Bantahan Atas Dokumen yang Beredar di Publik
Dalam penjelasannya, Wahyudi menekankan setiap kebijakan strategis yang menyangkut hajat hidup orang banyak pasti akan diumumkan melalui kanal komunikasi formal. Hingga saat ini, baik situs resmi maupun pengumuman langsung dari BPH Migas tidak mencantumkan adanya aturan baru mengenai pembatasan harga atau kuota BBM subsidi untuk periode April.
“Jadi gini, di website maupun kami secara resmi tidak ada,” tegas Wahyudi di sela-sela agenda Penutupan Posko Nasional Sektor ESDM periode Ramadhan dan Idul Fitri 2026 di Jakarta, Selasa (31/3/2026).
Menunggu Komando dan Keputusan Pemerintah Pusat
Wahyudi menggarisbawahi posisi BPH Migas adalah sebagai pelaksana kebijakan yang ditetapkan oleh pemerintah pusat. Ia memastikan institusinya tidak akan melangkahi kewenangan pemerintah dengan mengeluarkan aturan teknis sebelum ada pernyataan resmi mengenai mekanisme pembelian BBM di masyarakat.

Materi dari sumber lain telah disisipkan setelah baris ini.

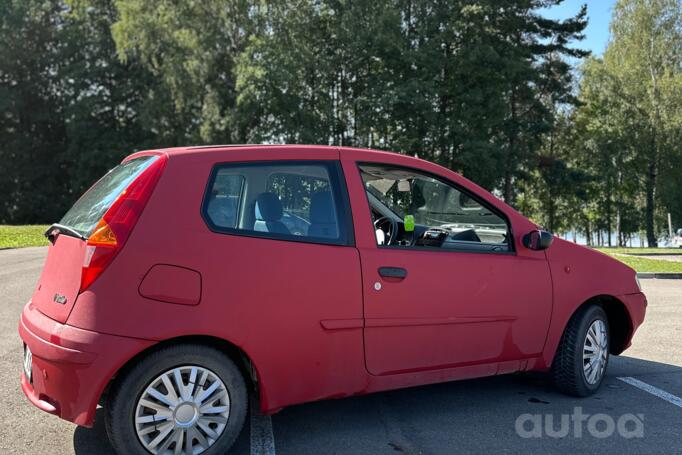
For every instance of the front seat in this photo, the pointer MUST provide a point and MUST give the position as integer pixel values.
(270, 208)
(322, 219)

Menurutnya, sinkronisasi antarlembaga sangat krusial dalam menetapkan regulasi energi. Jika sebuah surat keputusan telah sah secara hukum, maka dokumen tersebut dipastikan akan terdistribusi secara sistematis ke berbagai kementerian dan lembaga terkait lainnya.

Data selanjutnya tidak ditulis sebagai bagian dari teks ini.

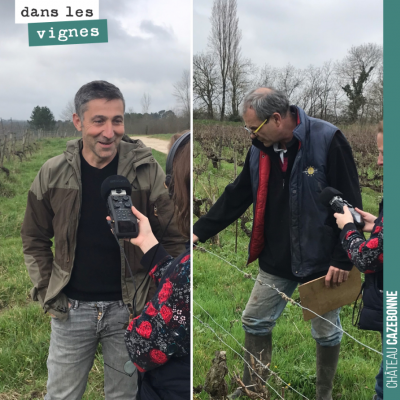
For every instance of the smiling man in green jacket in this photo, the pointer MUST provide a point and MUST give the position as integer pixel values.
(86, 286)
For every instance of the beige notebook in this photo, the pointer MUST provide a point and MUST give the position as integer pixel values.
(320, 299)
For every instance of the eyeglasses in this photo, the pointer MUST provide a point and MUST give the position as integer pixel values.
(253, 133)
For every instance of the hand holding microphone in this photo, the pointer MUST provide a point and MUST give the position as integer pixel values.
(146, 239)
(344, 211)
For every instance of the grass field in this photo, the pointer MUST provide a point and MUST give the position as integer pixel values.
(223, 292)
(24, 328)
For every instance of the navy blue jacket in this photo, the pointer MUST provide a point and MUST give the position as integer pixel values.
(312, 240)
(314, 235)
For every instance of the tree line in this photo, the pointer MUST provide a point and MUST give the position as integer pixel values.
(341, 91)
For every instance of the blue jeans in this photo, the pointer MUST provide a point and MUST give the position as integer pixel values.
(73, 346)
(266, 305)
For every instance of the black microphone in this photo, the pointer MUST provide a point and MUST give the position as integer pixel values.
(116, 191)
(332, 197)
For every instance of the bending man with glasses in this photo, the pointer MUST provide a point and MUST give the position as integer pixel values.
(295, 238)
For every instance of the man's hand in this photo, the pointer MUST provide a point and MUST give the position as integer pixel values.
(368, 218)
(335, 276)
(343, 219)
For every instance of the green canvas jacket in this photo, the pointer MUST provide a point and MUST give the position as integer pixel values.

“Nggak mungkin kita mengatur sebelum pemerintah mengeluarkan pernyataan bagaimana mekanisme masyarakat untuk melakukan pembelian BBM. Intinya ke sana. Kami tidak berharap BPH Migas mengeluarkan lebih awal,” ujar Wahyudi menambahkan.
Kepastian Informasi dan Alur Birokrasi
Masyarakat diminta untuk tetap tenang dan tidak mudah terprovokasi oleh potongan dokumen yang keabsahannya belum terverifikasi. Wahyudi menjanjikan apabila pemerintah telah mengetuk palu terkait kebijakan energi nasional, BPH Migas akan segera menyosialisasikannya secara transparan kepada publik.
Segala bentuk penyesuaian di lapangan, lanjut Wahyudi, merupakan bentuk tindak lanjut dari visi besar pemerintah selaku pemegang kendali kebijakan tertinggi di negara ini.
“Negara kita adalah leader-nya pemerintah. Kami yang membantu pemerintah. Nanti setelah keputusan pemerintah pasti kita akan sampaikan lebih lanjut,” pungkasnya.
Dengan adanya pernyataan ini, dapat dipastikan skema pembelian Solar dan Pertalite per 1 April 2026 masih mengikuti aturan yang berlaku sebelumnya, sembari menunggu arahan resmi lebih lanjut dari pemerintah pusat.